One night in New Mexico, a passenger with “crazy eyes” in a car that picked him up tried to stab him. The driver scolded the passenger and apologized to Shey.
He offered to feed him dinner, which Shey - a little shaken - declined. The man apologized again and gave him some money for food. The man with the crazy eyes also chipped in with a buck or two.
The worst thing that has ever happened to him, says Shey, was in upstate New York.
A fellow picked him up and offered him a bed for the night at the “Christian community” he lived in up in the Catskill Mountains.
Shey was a little uneasy due to some strange scripture that the driver was quoting.
Within five minutes of arriving, Shey says, he knew that he was in a cult.
“Why am I here?,” he thought to himself.
During a strange fellowship ritual after dinner, Shey met a man who seemed interested in his hitchhiking.
“Put your trust in God,” Shey told him.
Later that evening, a group of men tried to convince him to join their community. Shey was not interested.
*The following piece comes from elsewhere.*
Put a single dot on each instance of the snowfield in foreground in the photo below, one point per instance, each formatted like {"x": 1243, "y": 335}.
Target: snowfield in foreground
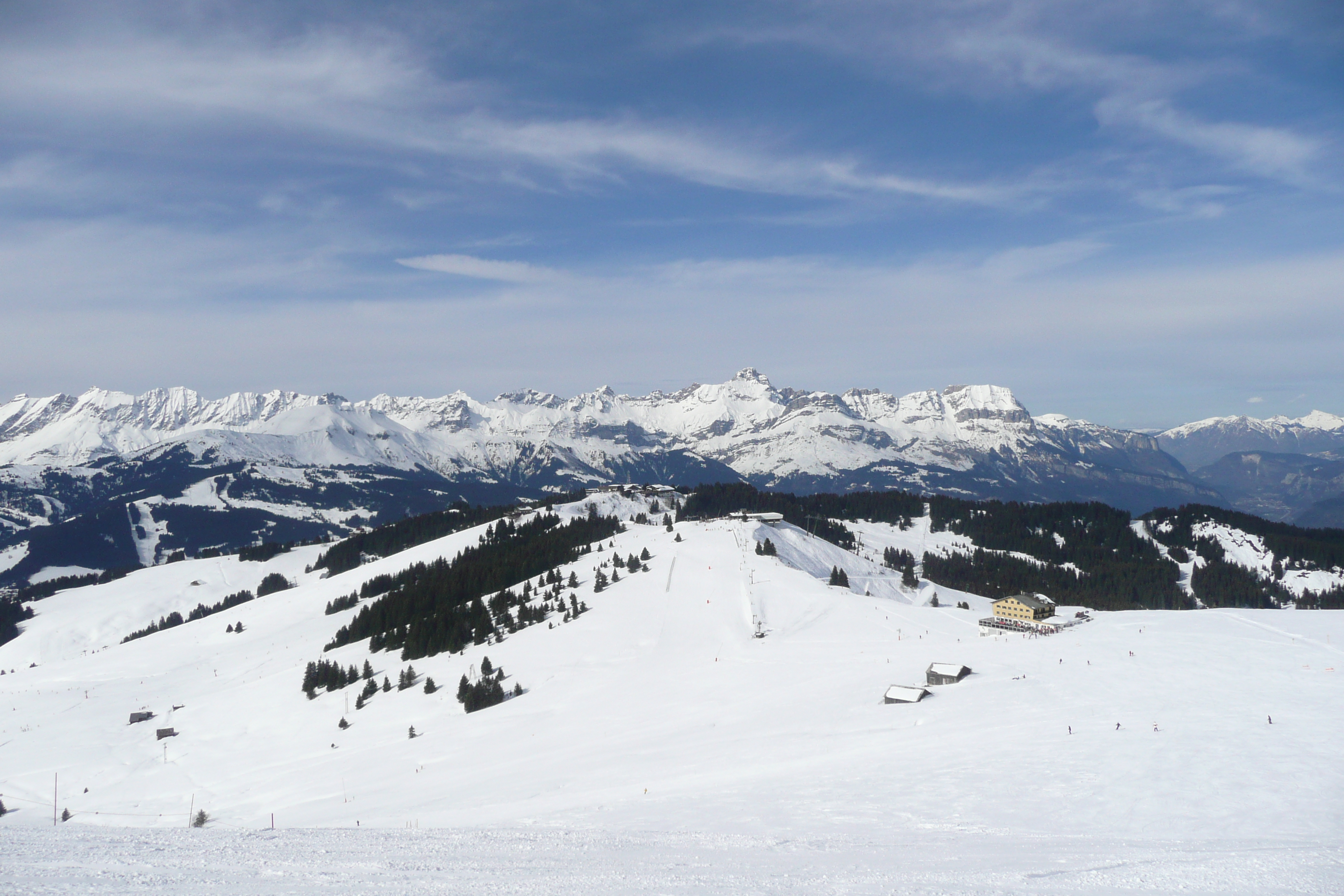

The next morning, it was announced that the man Shey had told about hitchhiking the night before had escaped.
Shey got the feeling he should probably do the same and headed for the door, where he was confronted and told that he had to stay by the man who had originally picked him up.
“I’m not a physically violent man,” Shey says, “but if that guy had touched me I would have decked him into next week. You will not make me a slave of any cult. I’d rather be dead … The gospel is freedom. It’s liberty. You’re free to receive it or free to reject it.”
Mostly though, Shey maintains that his experiences on the road have been positive. He does feel though as if that chapter of his life may be coming to a close.
In 2000, Shey wrote a manuscript about his experiences on the road. He sent it off to a publishing house and it was rejected.
Over the next few years, he edited it; making some changes and removing about 20 pages.
Then, hitchhiking out of Helena one day, a driver told him about a publishing house in Maryland that he might want to try.
Shey, who carries the manuscript files on a flash USB drive that he wears around his neck, e-mailed the story to them from a public computer in Idaho.
The company accepted his book in less than 24 hours.
“I said, ‘Now what is this?’ Is this some sort of joke or something?,’” Shey says.
But he met with the company’s representatives and signed a contract on Sept. 12 of this year.
Two weeks ago he approved the final proofs and is now just waiting to approve the cover design.
Shey’s 120-page autobiography, “High Plains Drifter,” could be available in stores and online as soon as December.
Now he’s interested to see the reactions of readers.
“My guess is that most people in America don’t hitchhike and don’t pick up hitchhikers,” he says. “So, out of curiosity, they may buy it.”
Anyone who is interested in Shey’s writings or his book can find out more on his Web site http://www.wallsofjericho.50megs.com.
“If this does sell, maybe that’s my door opening to get off the road and settle down,” Shey says. “Maybe I’ll keep writing or something.”